In this post, I ramble quite a bit, but the basics are here. I get at the heart of the issue toward the end. I don’t recall what I said exactly but I remember reaching some sort of conclusion at that point.
While I was speaking into the phone, I paused at regular intervals to sip on some water. Now, my headache seems to be gone, and I’m feeling better.
I feel like an anger machine today.
I feel like an anger machine today and I also came to a realization about anger. Yes, anger is a feeling. But just because anger is an unpleasant feeling doesn’t mean that what you are feeling angry about is bad or good or anything about it has anything to do with anything else.
The truth is, the fact that the a person came into the treatment center, that is, the fact that I came into the center clinically dehydrated, was denied water when I reported physical symptoms of extreme thirst as I described in this audio post time after time after time, was put on water restriction and denied water repeatedly even though my blood tests repeatedly showed dehydration and I showed no evidence of “water-loading,” and I gave repeated evidence of the fact that due to my medical history and history of need for extra fluids due to medication history and habit and having done extensive research….I was denied….When the restriction was lifted, this information took days to get fully communicated to all staff, though it was documented it had to become official and I had to deal with “politics” and their schedule and their rules.
When my food cramped up on the bus on the way home from the hospital, it was a huge wake-up call for me. I was not a well person. I had been treated in a hospital for nutritional issues and I was leaving there fucking dehydrated.
I told them over and over, “I am thirsty. I need water.”
They did not believe me. They said, “You are sick. You have a mental illness. You are a liar and can’t be trusted with water and this is more important than your medical need.”
Today, this is my response: Bullshit.
I am angry. Angry feelings are fine and have nothing to do with the fact that….
WHAT THEY DID TO ME…THEY IGNORED MY MEDICAL NEED. THEY DID NOT TREAT MY MY BODY’S NUTRITIONAL DEFICIENCY IN FLUID AND INSTEAD DENIED ME FLUID BECAUSE OF MY MENTAL CONDITION.
WHAT THEY DID WAS WRONG.
I am not going to “cope” with these feelings. This will not erase what they did. I do not need “coping skills” for this. I do not need to “stay in the moment.” I do no need “stress balls” and I do not need a “deep breath” and I do not need a “PRN.”
Wrong is wrong is wrong is wrong is wrong. I do not want to forgive. I suppose I can pardon in some legal way if there is a lawsuit but I have no need to go that far.
This is what I do need. I need to use my anger to self-propel. I need to remember. I need to remember to drink water, maybe even keep a water bottle with me so that I can have water with me when I am out. I was dehydrated for months and this isn’t going to go away overnight.

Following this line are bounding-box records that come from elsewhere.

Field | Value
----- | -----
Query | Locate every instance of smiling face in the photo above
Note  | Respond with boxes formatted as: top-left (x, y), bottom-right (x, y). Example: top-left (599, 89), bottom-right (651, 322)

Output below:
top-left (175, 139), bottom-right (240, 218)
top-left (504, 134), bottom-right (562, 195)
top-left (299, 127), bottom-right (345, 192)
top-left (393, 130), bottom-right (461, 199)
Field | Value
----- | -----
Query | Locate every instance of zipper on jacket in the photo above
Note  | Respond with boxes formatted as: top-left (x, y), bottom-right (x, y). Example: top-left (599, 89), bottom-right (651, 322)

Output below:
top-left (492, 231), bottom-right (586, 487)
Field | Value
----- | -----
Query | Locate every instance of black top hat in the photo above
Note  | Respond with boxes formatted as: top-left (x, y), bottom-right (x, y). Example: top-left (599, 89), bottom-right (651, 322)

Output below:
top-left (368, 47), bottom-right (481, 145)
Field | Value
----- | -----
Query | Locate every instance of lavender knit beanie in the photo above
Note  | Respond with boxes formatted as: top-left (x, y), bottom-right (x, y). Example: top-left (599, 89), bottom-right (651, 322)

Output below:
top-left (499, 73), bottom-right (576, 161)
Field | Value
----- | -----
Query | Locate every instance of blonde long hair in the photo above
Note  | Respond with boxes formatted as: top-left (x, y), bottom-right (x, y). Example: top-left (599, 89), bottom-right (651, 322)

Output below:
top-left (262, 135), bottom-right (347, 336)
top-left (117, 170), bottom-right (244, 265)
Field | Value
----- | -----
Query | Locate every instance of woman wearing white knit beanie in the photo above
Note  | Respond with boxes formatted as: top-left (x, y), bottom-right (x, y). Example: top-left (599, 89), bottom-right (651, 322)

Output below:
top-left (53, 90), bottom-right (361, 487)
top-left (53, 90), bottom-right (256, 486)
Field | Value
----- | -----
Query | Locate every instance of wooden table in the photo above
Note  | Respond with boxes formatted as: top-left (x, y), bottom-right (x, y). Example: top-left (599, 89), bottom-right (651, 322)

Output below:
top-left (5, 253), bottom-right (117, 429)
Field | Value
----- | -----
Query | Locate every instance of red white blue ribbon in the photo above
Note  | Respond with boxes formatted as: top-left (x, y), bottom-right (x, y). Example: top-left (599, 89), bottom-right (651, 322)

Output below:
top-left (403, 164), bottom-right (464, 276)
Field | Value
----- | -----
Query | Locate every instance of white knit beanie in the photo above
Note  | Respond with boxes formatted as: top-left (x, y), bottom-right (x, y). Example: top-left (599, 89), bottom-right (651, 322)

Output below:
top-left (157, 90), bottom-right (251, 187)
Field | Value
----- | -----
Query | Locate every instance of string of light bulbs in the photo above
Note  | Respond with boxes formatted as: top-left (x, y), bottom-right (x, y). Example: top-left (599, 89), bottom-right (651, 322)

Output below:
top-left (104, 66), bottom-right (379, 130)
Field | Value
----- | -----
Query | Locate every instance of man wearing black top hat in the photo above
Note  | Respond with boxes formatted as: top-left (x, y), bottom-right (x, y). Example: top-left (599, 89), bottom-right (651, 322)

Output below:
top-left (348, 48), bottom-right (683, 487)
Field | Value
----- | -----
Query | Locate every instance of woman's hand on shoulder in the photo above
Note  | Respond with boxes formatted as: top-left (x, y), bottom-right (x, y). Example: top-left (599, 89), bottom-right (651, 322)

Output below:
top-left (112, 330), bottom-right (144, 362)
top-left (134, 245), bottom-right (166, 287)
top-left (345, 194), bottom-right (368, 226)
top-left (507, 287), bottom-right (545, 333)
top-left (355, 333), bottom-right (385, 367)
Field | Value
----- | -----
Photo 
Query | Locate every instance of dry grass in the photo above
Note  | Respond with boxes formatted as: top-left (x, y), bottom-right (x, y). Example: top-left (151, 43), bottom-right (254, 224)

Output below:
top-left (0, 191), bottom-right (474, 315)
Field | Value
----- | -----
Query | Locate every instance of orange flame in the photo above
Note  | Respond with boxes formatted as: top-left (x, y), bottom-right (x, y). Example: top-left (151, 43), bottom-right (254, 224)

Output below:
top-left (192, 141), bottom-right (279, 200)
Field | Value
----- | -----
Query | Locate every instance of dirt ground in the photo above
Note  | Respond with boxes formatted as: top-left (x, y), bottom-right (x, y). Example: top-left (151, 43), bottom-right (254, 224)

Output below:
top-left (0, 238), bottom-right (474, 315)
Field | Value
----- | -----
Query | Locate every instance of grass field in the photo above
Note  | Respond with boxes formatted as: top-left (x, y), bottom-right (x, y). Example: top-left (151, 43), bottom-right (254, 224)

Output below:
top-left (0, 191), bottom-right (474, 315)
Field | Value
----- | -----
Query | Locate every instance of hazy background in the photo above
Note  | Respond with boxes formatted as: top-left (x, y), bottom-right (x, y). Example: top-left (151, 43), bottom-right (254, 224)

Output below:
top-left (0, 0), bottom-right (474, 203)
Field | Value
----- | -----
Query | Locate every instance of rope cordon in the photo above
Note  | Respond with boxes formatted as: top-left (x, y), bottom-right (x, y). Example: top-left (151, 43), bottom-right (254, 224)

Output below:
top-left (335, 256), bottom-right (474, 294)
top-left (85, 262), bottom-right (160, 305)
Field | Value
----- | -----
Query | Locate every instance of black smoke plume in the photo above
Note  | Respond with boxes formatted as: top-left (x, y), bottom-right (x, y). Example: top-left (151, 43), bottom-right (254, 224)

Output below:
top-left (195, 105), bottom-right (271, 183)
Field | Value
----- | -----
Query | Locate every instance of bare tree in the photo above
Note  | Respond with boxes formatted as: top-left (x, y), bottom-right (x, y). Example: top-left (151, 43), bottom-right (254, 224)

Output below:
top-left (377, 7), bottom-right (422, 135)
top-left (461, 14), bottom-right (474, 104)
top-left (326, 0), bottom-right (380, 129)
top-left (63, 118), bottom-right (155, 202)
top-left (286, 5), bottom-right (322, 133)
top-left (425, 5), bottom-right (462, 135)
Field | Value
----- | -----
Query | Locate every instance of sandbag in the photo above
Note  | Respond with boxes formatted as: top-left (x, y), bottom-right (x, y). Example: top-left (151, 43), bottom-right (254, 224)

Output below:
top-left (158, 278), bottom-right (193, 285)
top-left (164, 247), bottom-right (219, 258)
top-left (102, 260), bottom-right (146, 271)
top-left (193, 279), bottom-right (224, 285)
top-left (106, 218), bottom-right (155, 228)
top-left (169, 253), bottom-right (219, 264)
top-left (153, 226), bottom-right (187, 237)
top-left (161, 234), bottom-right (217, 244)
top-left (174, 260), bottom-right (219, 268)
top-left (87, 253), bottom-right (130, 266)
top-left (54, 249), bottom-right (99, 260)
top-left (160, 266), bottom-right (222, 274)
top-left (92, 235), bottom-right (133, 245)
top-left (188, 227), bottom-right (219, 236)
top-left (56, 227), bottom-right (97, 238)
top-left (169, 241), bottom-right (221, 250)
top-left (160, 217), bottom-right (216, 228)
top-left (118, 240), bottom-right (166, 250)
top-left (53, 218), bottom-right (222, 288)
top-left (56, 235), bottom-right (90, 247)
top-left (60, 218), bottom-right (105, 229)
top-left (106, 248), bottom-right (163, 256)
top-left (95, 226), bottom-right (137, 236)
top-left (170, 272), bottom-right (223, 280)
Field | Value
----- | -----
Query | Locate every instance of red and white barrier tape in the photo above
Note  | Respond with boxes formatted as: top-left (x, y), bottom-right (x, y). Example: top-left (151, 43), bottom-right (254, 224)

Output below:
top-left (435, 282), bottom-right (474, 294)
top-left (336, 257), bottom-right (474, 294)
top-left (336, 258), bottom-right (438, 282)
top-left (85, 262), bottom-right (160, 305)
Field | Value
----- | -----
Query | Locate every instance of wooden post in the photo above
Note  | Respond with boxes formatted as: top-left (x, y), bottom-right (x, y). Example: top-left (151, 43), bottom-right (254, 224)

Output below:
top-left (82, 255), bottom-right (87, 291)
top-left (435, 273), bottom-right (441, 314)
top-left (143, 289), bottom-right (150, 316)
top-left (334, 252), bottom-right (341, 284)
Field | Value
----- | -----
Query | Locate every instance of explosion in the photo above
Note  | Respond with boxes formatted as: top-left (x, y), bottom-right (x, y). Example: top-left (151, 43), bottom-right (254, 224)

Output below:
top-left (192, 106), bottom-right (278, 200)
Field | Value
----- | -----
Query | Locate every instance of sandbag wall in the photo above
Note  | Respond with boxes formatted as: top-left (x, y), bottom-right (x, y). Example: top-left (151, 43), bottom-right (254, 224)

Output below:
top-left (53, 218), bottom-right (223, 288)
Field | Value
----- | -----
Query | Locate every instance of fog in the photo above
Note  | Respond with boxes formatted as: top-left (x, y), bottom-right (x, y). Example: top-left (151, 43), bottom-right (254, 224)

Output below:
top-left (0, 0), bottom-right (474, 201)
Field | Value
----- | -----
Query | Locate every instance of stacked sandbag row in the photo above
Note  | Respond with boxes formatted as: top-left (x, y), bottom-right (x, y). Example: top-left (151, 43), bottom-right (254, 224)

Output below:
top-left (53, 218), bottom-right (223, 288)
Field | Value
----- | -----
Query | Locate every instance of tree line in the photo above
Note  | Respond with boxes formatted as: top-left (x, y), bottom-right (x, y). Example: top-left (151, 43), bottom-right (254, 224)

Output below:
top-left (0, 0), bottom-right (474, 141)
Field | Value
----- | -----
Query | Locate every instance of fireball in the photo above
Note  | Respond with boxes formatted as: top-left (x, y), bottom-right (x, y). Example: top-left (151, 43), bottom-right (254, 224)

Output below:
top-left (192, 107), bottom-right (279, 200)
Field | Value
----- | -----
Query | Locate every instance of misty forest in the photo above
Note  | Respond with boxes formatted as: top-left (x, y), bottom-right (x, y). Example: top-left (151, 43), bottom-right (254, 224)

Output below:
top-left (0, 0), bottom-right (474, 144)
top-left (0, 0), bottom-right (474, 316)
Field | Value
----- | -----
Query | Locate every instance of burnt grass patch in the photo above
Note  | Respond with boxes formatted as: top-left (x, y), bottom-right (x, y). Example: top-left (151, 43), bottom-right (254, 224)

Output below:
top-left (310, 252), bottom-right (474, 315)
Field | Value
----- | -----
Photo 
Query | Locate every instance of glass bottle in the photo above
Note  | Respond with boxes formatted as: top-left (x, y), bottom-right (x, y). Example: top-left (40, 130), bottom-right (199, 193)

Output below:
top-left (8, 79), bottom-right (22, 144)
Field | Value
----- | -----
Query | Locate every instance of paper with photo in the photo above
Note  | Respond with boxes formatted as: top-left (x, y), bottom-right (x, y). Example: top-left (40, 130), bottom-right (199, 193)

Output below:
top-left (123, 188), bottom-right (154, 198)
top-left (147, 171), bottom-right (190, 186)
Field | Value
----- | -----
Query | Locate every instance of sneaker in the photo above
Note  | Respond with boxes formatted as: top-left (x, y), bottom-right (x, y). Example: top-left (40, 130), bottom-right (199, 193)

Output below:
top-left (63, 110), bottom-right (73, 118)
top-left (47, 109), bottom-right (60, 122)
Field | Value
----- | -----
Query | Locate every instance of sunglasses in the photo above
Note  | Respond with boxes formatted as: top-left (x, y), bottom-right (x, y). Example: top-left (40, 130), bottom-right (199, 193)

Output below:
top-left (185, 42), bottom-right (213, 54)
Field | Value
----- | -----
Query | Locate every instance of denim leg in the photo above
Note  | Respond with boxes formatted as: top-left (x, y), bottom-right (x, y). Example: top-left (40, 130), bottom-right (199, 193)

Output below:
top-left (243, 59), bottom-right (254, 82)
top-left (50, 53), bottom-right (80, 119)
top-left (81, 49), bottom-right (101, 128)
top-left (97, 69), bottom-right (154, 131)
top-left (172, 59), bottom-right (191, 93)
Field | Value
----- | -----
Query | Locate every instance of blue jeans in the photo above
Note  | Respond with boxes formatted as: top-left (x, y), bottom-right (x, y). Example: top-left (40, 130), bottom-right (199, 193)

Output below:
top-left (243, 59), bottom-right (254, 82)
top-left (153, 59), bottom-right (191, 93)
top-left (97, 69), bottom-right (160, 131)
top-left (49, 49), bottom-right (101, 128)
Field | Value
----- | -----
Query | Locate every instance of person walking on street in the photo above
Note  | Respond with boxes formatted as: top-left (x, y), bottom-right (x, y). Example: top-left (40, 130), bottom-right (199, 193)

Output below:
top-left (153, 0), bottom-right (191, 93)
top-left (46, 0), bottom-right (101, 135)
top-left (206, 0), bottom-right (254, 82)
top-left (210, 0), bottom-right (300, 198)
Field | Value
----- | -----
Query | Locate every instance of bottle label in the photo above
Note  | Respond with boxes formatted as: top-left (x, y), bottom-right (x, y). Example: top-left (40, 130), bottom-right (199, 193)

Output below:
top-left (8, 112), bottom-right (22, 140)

I canceled therapy because I don’t want to go through this with her yet one more time with her. I can take care of myself, thank you.
And to those of you ex-friends who “justified” what treatment centers did to me, who told me to blindly follow rules that made no sense, that there was some “logic” to what these treatment centers did, that surely there was “research” behind the way they were treating me, that I was the “sick one” who needed treatment and should do what these treatment centers told me and give up all control to them….
I think you know who you are….I think you need to ask yourselves some basic questions about your own need for control.
Okay, I am going to hop into my shower now. Later today, I will talk about “junk food” at treatment centers and how it is used, specifically how it was used in my situation and my opinion of the situation, now that I am out.